Download Machine Learning Approaches for Urban Computing Book in PDF, Epub and Kindle

This book discusses various machine learning applications and models, developed using heterogeneous data, which helps in a comprehensive prediction, optimization, association analysis, cluster analysis and classification-related applications for various activities in urban area. It details multiple types of data generating from urban activities and suitability of various machine learning algorithms for handling urban data. The book is helpful for researchers, academicians, faculties, scientists and geospatial industry professionals for their research work and sets new ideas in the field of urban computing.

Proceedings of the International Conference on Artificial Intelligence and Computer Vision (AICV2020)

Proceedings of the International Conference on Artificial Intelligence and Computer Vision (AICV2020)
Title Proceedings of the International Conference on Artificial Intelligence and Computer Vision (AICV2020) PDF eBook
Author Aboul-Ella Hassanien
Publisher Springer Nature
Total Pages 880
Release 2020-03-23
Genre Technology & Engineering
ISBN 3030442896

Download Proceedings of the International Conference on Artificial Intelligence and Computer Vision (AICV2020) Book in PDF, Epub and Kindle

This book presents the proceedings of the 1st International Conference on Artificial Intelligence and Computer Visions (AICV 2020), which took place in Cairo, Egypt, from April 8 to 10, 2020. This international conference, which highlighted essential research and developments in the fields of artificial intelligence and computer visions, was organized by the Scientific Research Group in Egypt (SRGE). The book is divided into sections, covering the following topics: swarm-based optimization mining and data analysis, deep learning and applications, machine learning and applications, image processing and computer vision, intelligent systems and applications, and intelligent networks.

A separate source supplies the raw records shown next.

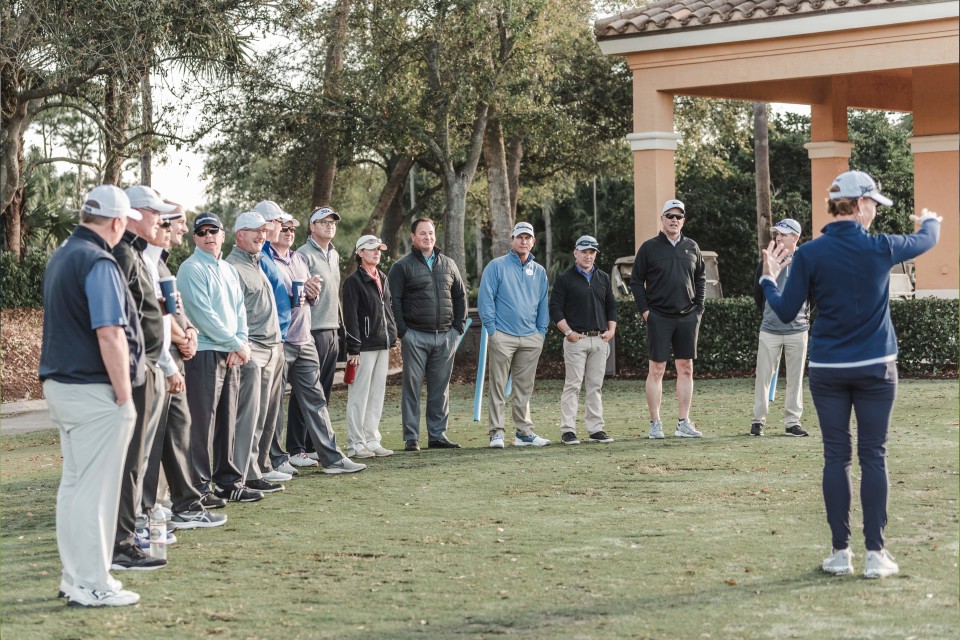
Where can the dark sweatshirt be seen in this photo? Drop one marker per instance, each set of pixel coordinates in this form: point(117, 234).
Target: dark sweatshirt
point(670, 280)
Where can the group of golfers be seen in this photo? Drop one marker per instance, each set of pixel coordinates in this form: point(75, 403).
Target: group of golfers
point(161, 384)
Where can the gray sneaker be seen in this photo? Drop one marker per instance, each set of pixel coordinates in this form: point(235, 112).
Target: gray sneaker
point(686, 429)
point(344, 465)
point(656, 430)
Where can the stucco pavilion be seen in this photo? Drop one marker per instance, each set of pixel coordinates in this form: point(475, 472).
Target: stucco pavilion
point(895, 55)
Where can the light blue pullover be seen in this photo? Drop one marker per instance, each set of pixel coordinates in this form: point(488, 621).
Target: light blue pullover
point(513, 297)
point(213, 300)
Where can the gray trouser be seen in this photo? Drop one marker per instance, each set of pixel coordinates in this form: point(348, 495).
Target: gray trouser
point(515, 356)
point(259, 384)
point(430, 355)
point(302, 370)
point(212, 398)
point(94, 435)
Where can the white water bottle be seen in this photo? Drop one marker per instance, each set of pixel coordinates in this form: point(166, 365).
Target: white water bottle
point(158, 534)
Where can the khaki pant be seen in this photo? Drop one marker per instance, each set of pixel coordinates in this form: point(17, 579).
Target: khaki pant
point(586, 364)
point(515, 356)
point(794, 347)
point(94, 435)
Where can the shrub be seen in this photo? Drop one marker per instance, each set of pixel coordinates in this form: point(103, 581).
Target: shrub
point(21, 283)
point(927, 329)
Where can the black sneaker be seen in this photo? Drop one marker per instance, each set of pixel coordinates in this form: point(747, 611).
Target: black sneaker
point(600, 436)
point(264, 486)
point(238, 493)
point(134, 559)
point(210, 501)
point(796, 431)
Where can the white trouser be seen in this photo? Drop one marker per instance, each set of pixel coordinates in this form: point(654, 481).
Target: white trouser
point(94, 435)
point(365, 400)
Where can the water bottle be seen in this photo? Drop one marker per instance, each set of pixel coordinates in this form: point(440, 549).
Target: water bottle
point(158, 534)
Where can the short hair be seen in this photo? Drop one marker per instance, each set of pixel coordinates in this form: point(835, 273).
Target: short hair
point(416, 223)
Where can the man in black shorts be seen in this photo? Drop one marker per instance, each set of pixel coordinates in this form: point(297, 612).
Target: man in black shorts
point(669, 284)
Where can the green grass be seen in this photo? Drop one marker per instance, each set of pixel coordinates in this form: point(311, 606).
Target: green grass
point(716, 538)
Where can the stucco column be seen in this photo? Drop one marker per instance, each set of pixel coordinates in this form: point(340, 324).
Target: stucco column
point(828, 149)
point(653, 144)
point(936, 165)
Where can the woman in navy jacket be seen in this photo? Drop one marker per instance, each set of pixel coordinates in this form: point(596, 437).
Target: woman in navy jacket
point(371, 332)
point(853, 352)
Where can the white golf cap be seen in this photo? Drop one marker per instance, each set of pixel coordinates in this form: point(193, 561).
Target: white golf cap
point(249, 220)
point(108, 201)
point(271, 211)
point(144, 197)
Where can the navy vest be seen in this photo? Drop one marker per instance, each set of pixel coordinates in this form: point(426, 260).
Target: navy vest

Advances in Machine Learning and Image Analysis for GeoAI

Advances in Machine Learning and Image Analysis for GeoAI
Title Advances in Machine Learning and Image Analysis for GeoAI PDF eBook
Author Saurabh Prasad
Publisher Elsevier
Total Pages 366
Release 2024-06-01
Genre Science
ISBN 044319078X

Download Advances in Machine Learning and Image Analysis for GeoAI Book in PDF, Epub and Kindle

Advances in Machine Learning and Image Analysis for GeoAI provides state-of-the-art machine learning and signal processing techniques for a comprehensive collection of geospatial sensors and sensing platforms. The book covers supervised, semi-supervised and unsupervised geospatial image analysis, sensor fusion across modalities, image super-resolution, transfer learning across sensors and time-points, and spectral unmixing among other topics. The chapters in these thematic areas cover a variety of algorithmic frameworks such as variants of convolutional neural networks, graph convolutional networks, multi-stream networks, Bayesian networks, generative adversarial networks, transformers and more.Advances in Machine Learning and Image Analysis for GeoAI provides graduate students, researchers and practitioners in the area of signal processing and geospatial image analysis with the latest techniques to implement deep learning strategies in their research. Covers the latest machine learning and signal processing techniques that can effectively leverage geospatial imagery at scale Presents a variety of algorithmic frameworks, including variants of convolutional neural networks, multi-stream networks, Bayesian networks, and more Includes open-source code-base for algorithms described in each chapter

ICCCE 2018

ICCCE 2018
Title ICCCE 2018 PDF eBook
Author Amit Kumar
Publisher Springer
Total Pages 801
Release 2018-08-31
Genre Technology & Engineering
ISBN 981130212X

Download ICCCE 2018 Book in PDF, Epub and Kindle

This book comprises selected articles from the International Communications Conference (ICC) 2018 held in Hyderabad, India in 2018. It offers in-depth information on the latest developments in voice-, data-, image- and multimedia processing research and applications, and includes contributions from both academia and industry.